"We agreed to level the playing field, put both plans on the playing field at an equal status and see who won. Well, private plans won. Big time."Oh, yeah. Suck on that, Obama!
Or not:
When you have to bribe the ref, I don't think you can claim to've won "big time." Just sayin'.I know a lot of political reporters tend to think of Gregg as one of the more serious Republican lawmakers when it comes to reality, but the guy simply doesn't know what he's talking about.
When Clinton compromised in the '90s and created a level playing field, colleges were allowed to choose between direct loans and guaranteed loans. Private plans lost, big time, for quite a while. Eventually, however, the tide turned, and colleges shifted away from the public plan.
Was it because the private sector was superior? No, it was because the private sector was bribing college-loan administrators.

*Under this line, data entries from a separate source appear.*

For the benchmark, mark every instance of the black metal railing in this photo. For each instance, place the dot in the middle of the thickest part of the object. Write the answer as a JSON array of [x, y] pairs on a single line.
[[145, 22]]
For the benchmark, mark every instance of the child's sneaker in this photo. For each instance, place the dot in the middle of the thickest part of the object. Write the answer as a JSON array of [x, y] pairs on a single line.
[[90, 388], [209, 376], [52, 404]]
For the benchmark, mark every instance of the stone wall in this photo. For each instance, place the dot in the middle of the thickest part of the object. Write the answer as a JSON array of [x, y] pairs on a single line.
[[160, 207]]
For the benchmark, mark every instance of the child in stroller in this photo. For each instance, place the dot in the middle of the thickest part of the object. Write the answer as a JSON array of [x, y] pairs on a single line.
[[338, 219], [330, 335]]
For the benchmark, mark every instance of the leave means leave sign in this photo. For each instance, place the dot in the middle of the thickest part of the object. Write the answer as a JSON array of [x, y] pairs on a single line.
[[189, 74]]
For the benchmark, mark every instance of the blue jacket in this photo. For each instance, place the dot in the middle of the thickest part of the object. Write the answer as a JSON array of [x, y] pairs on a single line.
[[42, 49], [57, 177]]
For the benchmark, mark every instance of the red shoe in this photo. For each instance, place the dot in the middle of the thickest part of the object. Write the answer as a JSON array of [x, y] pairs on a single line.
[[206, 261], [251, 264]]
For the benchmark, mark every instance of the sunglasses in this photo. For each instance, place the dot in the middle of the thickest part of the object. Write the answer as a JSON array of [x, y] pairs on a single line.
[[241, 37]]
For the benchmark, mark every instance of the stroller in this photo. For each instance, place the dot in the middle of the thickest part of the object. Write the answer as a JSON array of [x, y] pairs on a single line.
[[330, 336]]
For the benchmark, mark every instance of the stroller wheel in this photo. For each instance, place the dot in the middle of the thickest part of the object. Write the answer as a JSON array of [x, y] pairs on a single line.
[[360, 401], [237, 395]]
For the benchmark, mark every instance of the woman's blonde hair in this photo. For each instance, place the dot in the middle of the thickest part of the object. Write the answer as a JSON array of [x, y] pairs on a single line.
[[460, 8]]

[I]t now turns out that the private lenders' success came not through superior efficiency but through superior graft. The emerging college-loan kickback scandal is a vast scheme by private lenders to bribe colleges into foisting their services onto students. Lenders plied college-loan officers with meals, cruises, and other gifts. Some loan officers were given lucrative stock offers. Columbia's director of undergraduate financial aid purchased stock in Student Loan Xpress -- which became one of that school's preferred lenders -- for $1 per share and sold it two years later for $10 per share. Some lenders offered millions to the universities themselves to drop out of the direct-lending program.
So this whole scandal could have been avoided if Bill Clinton had just gotten his way.... Indeed, the very thing that drove conservatives to oppose Clinton's reform -- the vast private profits made available by guaranteed loans -- is what enabled the scandal.
We're quickly reaching the point at which we should effectively assume the opposite of whatever Gregg is saying is true.